Rosen has been out to her friends since the age of 16 or 17. But not until she spent a gap year in Israel after graduating from the Frisch School, a Modern Orthodox high school in Paramus, did she feel it was right to share that status with her parents. 

Her father, Rabbi Daniel Rosen, teaches high school English. Her mother, Julie Cardonick, is a lactation consultant and a doula. 

“When I came out to them, my mom didn’t bat an eye – she always says ‘love is love.’ The day after I told [my dad], he pulled me aside to make sure he understood and could be as accepting as possible, and he has never been anything but."

She said the same is not always the case in the wider Orthodox world she inhabits. 

“It’s true that gays are generally less welcome in the Orthodox community,’’ Rosen says. “We’re not where we want to be yet [in terms of widespread acceptance], which is why an organization like JAQs is so important.” 

The organization is designed to help students navigate the world as LGBTQA+ Jews, and to work toward visibility and validation. Programs include movie nights, speakers and exploration of inter-sectional identities. 

In addition to her Judaism and her bisexual identity, the third pillar on which Rosen’s world rests is her commitment to the world of medicine, and her role in it. 

Her interest began during her senior year in high school – watching Grey’s Anatomy may have been the spark, she says with a grin.

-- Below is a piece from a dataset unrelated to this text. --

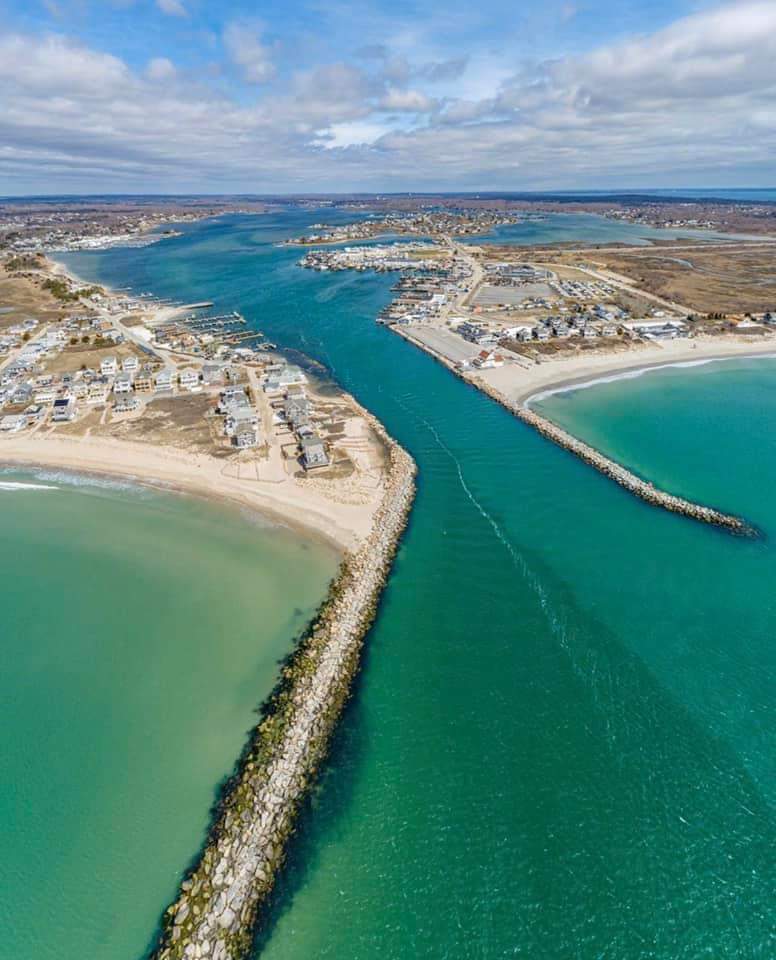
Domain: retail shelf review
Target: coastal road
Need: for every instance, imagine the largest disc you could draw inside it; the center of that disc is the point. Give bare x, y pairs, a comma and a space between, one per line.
444, 341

The gap year in Israel before starting Rutgers Nursing School only intensified her determination. 

At Bar Ilan University in the Tel Aviv suburb of Ramat Gan, a training course for EMTs required students to ride along with an ambulance crew. The fast pace of the experience got her adrenaline flowing while helping her pin down a career path. 

“At one point, we were sent to take care of a patient who’d been in a motorcycle accident. We had to stabilize him – he was losing blood quickly – and tend to his wounds. When we got to the hospital, the nurses grabbed him and took over,” she says.  

Then and there, Rosen decided she wanted to be part of that scene. 

With her nursing degree in hand, she’d like to find a job in a hospital emergency department, perhaps on Manhattan’s Upper West Side. A master’s degree is also on her wish list. 

Rabbi Reed, interim executive director of Rutgers Hillel, describes Rosen as an active Jewish leader on campus who expresses her commitment in multiple ways. 

“In addition to her work with JAQs, she served for a year as the Shabbat and Social Action chair at Hillel, is currently on the Chabad student board with a focus on women's engagement and exemplifies her commitment to both Jewish values and medicine in her volunteer work at hospitals, where she regularly visits with patients,” Reed says. 

“Talia has developed a driven and self-sufficient JAQs board that will be able to carry on this important work after she graduates.”